According to official figures, Saudi Arabia’s private sector non-oil growth continued to expand in May. The Kingdom’s Purchasing Managers’ Index came in at 56.4 in May, down slightly from 57 in April.
S&P Global’s Riyad Bank Saudi Arabia PMI report states that Saudi Arabia’s business activity increased significantly in May, extending a run of strong output growth in the country’s non-oil sector.
The PMI was 55.4 in January, 57.2 in February, and 57 in March.

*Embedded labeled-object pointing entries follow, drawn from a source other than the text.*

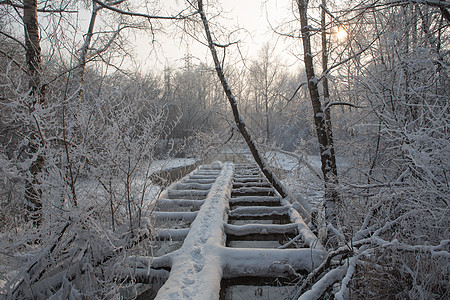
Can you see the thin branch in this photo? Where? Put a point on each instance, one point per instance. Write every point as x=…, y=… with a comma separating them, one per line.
x=14, y=61
x=342, y=103
x=14, y=39
x=135, y=14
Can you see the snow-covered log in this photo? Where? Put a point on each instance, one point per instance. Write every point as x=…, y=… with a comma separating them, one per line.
x=246, y=211
x=163, y=204
x=323, y=284
x=196, y=267
x=268, y=262
x=240, y=230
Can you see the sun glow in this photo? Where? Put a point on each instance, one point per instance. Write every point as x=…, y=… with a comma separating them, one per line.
x=341, y=34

According to S&P Global, values below 50 indicate contraction in the non-oil sector, while numbers above 50 suggest expansion.
“The PMI for Saudi Arabia’s non-oil economy shows a positive trend, driven by increasing demand as evidenced by the rise in new orders,” stated Naif Al-Ghaith, chief economist at Riyad Bank. In order to meet the rising demand for products and services, this growth has made an increase in employment necessary.
“Yet, even though the increase in output prices has been seen at a slower pace, the surge in demand has also led to price pressures impacting input prices and staff costs,” he continued. This delicate balancing act illustrates the difficulties companies confront in controlling expenses while attempting to take advantage of the growing market.
The research emphasized that despite additional reports of robust demand conditions, particularly in domestic markets, company activity and new order growth in the Kingdom remained steep in May.
After hitting a record high in April, robust inventory expansion persisted in May as businesses were ready for potential periods of high sales.